In [1]:
import numpy as np
from neighbourhood import Neighbourhood
from preprocessor import *

[nltk_data] Downloading package stopwords to /Users/heidi/nltk_data...
[nltk_data]   Package stopwords is already up-to-date!


In [2]:
nodes = pd.read_csv("data/nodes.csv")
links = pd.read_csv("data/links_type.csv")
bilinks = pd.read_csv("data/bilinks.csv")

## Idea of the Graph Neural Network
### Graph Convolutional Network
#### PinSAGE? Pins and Boards vs Items and Users vs Products and Customers

1. Collecting **neighbourhood** of item and presenting the item through its neighbourhood. -> We need to define the neighbourhood of item in bipartite graph.
2. Items **initial representation** should be embeddings created based on its features. -> We need to determine features for the items.
3. ...
4. PinSAGE creates embeddings based on item and its neighbourhood features.

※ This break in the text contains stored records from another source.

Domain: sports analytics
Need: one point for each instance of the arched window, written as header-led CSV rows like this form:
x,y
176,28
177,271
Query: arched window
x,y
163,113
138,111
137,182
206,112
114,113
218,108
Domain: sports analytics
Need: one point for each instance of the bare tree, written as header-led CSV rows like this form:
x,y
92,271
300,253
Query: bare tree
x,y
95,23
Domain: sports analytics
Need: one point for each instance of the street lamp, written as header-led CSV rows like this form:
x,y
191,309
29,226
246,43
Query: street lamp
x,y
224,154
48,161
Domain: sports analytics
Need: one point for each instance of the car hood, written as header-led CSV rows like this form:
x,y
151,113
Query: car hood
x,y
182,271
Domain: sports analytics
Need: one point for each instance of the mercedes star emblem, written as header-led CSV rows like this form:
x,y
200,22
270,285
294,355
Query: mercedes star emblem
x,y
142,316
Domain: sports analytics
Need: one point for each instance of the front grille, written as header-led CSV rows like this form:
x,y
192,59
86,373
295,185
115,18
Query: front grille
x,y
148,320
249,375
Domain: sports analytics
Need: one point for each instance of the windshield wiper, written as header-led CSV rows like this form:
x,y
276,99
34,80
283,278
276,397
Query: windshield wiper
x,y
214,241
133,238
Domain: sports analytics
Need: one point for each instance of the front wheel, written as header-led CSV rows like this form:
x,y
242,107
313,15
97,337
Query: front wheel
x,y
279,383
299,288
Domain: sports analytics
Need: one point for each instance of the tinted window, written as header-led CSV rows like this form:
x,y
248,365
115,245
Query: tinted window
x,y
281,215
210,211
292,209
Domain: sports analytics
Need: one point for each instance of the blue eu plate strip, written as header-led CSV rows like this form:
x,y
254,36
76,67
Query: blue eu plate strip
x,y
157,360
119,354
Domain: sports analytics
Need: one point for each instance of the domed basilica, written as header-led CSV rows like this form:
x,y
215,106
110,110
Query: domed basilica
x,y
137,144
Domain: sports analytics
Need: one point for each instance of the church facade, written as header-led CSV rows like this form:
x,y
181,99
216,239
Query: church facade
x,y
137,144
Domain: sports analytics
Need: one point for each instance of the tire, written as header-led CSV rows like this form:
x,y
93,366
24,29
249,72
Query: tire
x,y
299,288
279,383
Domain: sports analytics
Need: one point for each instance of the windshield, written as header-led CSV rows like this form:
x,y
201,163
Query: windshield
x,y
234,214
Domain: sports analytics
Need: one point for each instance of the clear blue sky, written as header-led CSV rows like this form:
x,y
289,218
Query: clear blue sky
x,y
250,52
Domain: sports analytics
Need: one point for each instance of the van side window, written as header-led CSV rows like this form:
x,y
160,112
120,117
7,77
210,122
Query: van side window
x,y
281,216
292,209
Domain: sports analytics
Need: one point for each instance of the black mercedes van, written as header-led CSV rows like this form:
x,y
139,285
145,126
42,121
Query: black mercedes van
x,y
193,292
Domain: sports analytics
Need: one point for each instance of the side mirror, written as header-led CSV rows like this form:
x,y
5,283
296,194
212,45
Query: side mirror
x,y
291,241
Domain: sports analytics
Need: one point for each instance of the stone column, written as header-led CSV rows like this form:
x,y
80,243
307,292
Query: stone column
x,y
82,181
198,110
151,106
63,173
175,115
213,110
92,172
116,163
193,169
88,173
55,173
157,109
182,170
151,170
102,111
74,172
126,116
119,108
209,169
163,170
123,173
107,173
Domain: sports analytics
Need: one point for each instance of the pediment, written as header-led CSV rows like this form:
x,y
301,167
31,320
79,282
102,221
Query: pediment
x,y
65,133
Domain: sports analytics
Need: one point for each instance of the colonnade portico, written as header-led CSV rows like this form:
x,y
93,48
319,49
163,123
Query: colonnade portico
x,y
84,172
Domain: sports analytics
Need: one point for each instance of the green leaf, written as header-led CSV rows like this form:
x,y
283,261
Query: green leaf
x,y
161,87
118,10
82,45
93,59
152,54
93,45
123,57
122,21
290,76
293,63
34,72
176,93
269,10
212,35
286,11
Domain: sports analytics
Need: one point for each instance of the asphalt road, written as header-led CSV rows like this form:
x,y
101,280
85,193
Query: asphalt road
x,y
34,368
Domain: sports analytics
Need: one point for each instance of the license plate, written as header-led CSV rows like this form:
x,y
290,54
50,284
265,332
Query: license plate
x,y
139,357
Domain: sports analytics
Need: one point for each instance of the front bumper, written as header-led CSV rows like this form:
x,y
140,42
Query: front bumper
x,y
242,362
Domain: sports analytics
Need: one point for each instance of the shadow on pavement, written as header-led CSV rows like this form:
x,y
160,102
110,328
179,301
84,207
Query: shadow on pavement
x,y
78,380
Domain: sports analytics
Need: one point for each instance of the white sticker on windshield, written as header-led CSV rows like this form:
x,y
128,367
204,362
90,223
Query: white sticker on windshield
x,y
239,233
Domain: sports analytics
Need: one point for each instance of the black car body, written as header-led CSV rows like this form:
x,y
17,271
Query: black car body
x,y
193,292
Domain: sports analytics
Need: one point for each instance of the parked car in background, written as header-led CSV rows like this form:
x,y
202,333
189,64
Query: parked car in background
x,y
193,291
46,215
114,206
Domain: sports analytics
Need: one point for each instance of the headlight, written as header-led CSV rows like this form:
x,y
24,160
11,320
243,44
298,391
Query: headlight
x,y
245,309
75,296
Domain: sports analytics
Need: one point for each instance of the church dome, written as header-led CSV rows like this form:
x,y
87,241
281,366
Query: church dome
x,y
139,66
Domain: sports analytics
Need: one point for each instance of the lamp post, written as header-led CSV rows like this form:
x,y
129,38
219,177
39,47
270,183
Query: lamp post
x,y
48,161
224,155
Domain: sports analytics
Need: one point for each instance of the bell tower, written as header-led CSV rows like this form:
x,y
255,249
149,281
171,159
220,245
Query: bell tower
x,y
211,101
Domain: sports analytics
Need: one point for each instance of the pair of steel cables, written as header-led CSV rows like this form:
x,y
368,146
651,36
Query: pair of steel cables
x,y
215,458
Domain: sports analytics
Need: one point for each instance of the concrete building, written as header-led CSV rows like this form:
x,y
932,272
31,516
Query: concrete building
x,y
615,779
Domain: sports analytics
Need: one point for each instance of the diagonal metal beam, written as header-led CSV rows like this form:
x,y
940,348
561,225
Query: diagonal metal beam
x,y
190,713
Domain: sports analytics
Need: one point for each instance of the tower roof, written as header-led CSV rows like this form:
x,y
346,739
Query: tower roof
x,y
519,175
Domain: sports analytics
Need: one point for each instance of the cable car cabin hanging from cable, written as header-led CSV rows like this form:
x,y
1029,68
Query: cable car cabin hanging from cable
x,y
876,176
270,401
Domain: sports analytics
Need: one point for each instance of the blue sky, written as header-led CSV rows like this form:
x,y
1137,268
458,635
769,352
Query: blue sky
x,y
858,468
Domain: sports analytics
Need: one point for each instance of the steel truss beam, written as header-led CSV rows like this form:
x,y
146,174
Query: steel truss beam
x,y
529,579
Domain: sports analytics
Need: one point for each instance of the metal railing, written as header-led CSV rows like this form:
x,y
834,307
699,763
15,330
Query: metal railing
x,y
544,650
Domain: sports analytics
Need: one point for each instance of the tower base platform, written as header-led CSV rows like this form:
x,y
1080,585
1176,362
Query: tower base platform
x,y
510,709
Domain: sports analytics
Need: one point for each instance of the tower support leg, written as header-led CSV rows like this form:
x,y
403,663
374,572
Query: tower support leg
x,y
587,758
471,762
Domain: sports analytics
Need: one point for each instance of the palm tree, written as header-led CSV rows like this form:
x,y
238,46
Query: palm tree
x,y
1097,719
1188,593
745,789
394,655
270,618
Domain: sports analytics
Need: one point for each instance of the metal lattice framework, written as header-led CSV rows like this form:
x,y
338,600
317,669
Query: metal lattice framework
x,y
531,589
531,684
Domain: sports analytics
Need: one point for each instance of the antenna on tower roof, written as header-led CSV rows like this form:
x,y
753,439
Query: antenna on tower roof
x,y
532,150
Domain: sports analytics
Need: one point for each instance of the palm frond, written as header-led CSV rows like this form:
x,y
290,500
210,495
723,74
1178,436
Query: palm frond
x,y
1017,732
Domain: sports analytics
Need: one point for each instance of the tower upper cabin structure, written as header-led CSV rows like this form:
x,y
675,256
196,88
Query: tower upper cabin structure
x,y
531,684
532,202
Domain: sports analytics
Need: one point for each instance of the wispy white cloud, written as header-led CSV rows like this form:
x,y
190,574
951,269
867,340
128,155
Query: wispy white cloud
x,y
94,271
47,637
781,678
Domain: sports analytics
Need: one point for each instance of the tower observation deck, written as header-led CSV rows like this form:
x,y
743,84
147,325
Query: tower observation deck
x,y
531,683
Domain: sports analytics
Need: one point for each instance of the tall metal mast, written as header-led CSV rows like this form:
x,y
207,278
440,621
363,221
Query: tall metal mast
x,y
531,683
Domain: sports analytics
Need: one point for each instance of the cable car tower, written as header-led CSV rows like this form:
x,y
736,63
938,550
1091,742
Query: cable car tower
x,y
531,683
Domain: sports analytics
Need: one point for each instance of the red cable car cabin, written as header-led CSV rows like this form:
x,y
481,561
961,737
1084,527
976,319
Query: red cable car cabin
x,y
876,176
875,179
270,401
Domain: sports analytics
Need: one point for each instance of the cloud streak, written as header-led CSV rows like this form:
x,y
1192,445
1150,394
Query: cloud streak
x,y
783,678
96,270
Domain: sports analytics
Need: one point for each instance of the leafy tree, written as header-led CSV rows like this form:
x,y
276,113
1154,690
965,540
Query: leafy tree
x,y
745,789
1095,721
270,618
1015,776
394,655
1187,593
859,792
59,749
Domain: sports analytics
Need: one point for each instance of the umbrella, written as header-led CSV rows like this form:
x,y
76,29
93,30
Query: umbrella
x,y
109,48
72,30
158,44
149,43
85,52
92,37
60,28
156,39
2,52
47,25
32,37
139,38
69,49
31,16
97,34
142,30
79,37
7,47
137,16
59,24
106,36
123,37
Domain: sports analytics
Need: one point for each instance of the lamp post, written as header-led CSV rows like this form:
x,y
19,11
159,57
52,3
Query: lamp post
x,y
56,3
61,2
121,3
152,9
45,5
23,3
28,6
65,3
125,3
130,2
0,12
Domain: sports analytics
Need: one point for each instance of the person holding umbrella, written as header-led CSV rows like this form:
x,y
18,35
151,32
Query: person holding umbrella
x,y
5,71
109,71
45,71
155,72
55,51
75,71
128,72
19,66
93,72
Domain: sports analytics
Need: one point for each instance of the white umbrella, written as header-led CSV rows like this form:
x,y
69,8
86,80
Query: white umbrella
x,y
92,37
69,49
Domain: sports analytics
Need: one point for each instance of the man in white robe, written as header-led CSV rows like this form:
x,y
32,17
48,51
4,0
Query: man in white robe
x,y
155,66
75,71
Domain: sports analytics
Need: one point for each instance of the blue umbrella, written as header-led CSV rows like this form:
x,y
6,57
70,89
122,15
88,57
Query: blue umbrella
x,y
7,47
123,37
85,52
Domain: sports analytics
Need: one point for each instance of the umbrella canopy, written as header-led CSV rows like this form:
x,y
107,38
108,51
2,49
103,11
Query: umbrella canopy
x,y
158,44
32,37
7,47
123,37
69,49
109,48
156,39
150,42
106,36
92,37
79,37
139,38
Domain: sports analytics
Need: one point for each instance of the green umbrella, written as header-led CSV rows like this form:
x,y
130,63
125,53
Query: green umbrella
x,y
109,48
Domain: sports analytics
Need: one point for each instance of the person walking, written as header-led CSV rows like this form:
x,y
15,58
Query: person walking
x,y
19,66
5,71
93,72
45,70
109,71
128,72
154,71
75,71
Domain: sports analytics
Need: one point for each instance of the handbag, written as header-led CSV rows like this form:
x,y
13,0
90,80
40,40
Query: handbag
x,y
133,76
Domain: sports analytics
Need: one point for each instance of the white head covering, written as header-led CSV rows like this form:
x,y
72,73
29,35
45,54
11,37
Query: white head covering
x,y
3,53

### **Collecting Neighbourhood in Bipartite graph**

Define the neighbourhood for any Product item in our Bipartite graph.

In [3]:
N = Neighbourhood(bilinks,links)

Generate random product and find its neighbourhood through common customer.

In [4]:
random_product = np.random.choice(range(bilinks.Id.nunique()))
print("Random product: ", random_product)
N.find_neighbourhood(random_product)

Random product:  5465


([470733], [4.0])

Get the Product's whole neighbourhood including direct neighbours and neighbourhood of common Customer.

In [5]:
N.get_neighbourhood(random_product)

([470733], [1.0])

Receptive field is neighbourhood of K randomly selected neighbours. Neighbours can be selected multiple times.

In [6]:
for k in range(7):
    print(N.get_receptive_field(random_product,K=k))

[]
[470733]
[470733, 470733]
[470733, 470733, 470733]
[470733, 470733, 470733, 470733]
[470733, 470733, 470733, 470733, 470733]
[470733, 470733, 470733, 470733, 470733, 470733]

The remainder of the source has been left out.